The ban crippled the industry, which suffered losses estimated at US$180m during 2006. At least 27 wineries are believed to have been bankrupted.
The ban was lifted in November, with the proviso that all imports are tested for quality. But it now appears that a new and punishing tax regime on imported wines will make Moldovan wines prohibitively expensive.
Imported wine containing additives is taxable at RUB15.8 (€0.45) per 75cl bottle, while ‘natural’ wine (produced purely by grape fermentation with no additives of alcohol, grape concentrate or must for sweetening) pays a much lower rate of RUB2.2 (€0.06).
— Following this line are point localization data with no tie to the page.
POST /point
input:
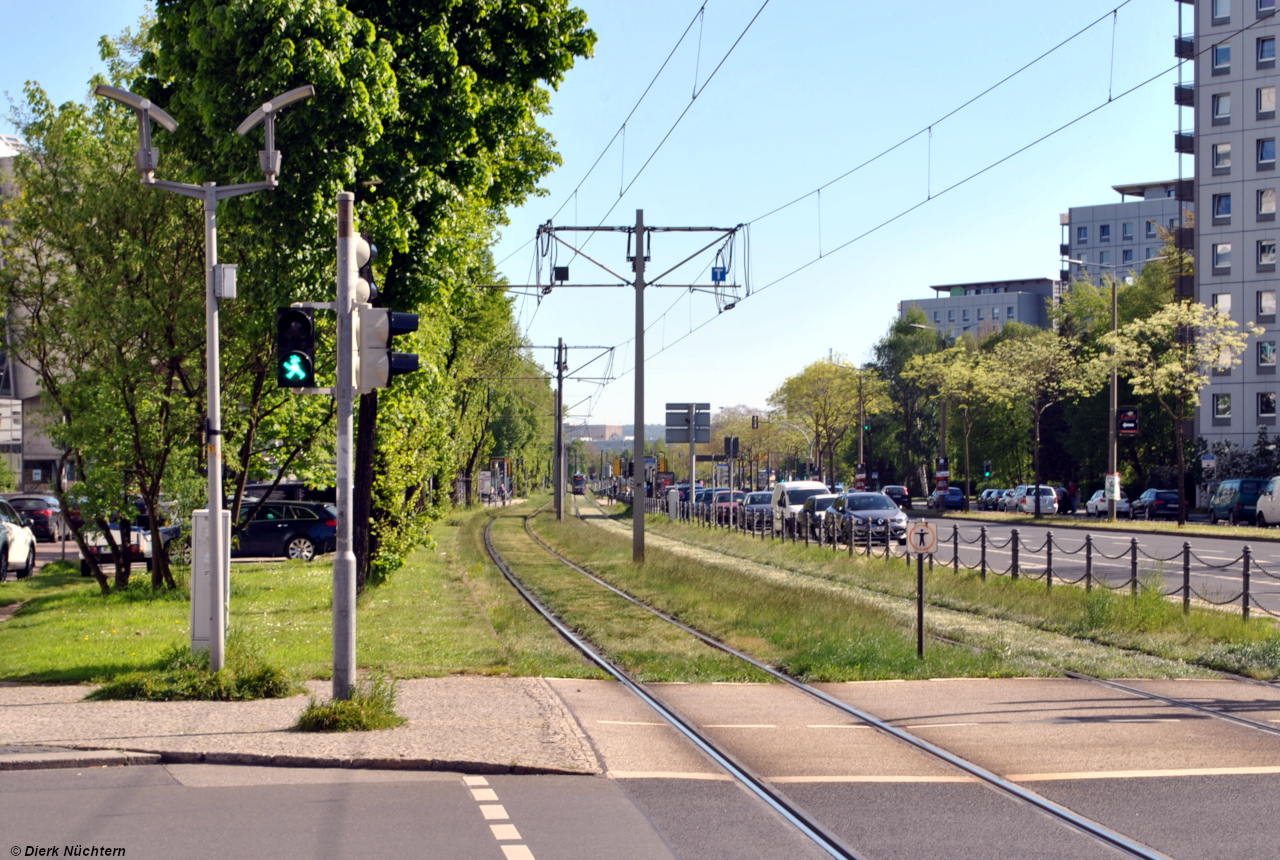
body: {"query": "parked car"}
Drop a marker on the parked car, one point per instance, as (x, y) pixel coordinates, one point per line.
(1097, 504)
(17, 544)
(1235, 499)
(726, 503)
(814, 512)
(297, 530)
(900, 494)
(1155, 504)
(755, 509)
(874, 516)
(1047, 499)
(45, 513)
Moldova used to export around 70% of its wine to Russia as low-priced, semi-sweet and semi-dry. The Russian Federal Customs Service removed all semi-sweet and semi-dry wine from the ‘natural’ wine category in January – putting Moldovan imports into the higher tax bracket.
‘The new higher tax will basically just about finish off Moldova even when the market opens,’ a winery source in Moldova said.
At the same time it is hoped that Russian vice-premier Alexander Zhukov’s new bill on wine sales, due in March, will bring import duties on natural and enriched wines more in line with EU tax regimes.
Meanwhile the industry has been waiting for details of quality control standards and customs procedures.
A Russian customs delegation visited Moldova earlier this month to agree on a single border checkpoint for all exports.
Russian inspectors are due to draw up a limited list of wineries approved to start wine exports – sources suggest that only around 10 will be on this list.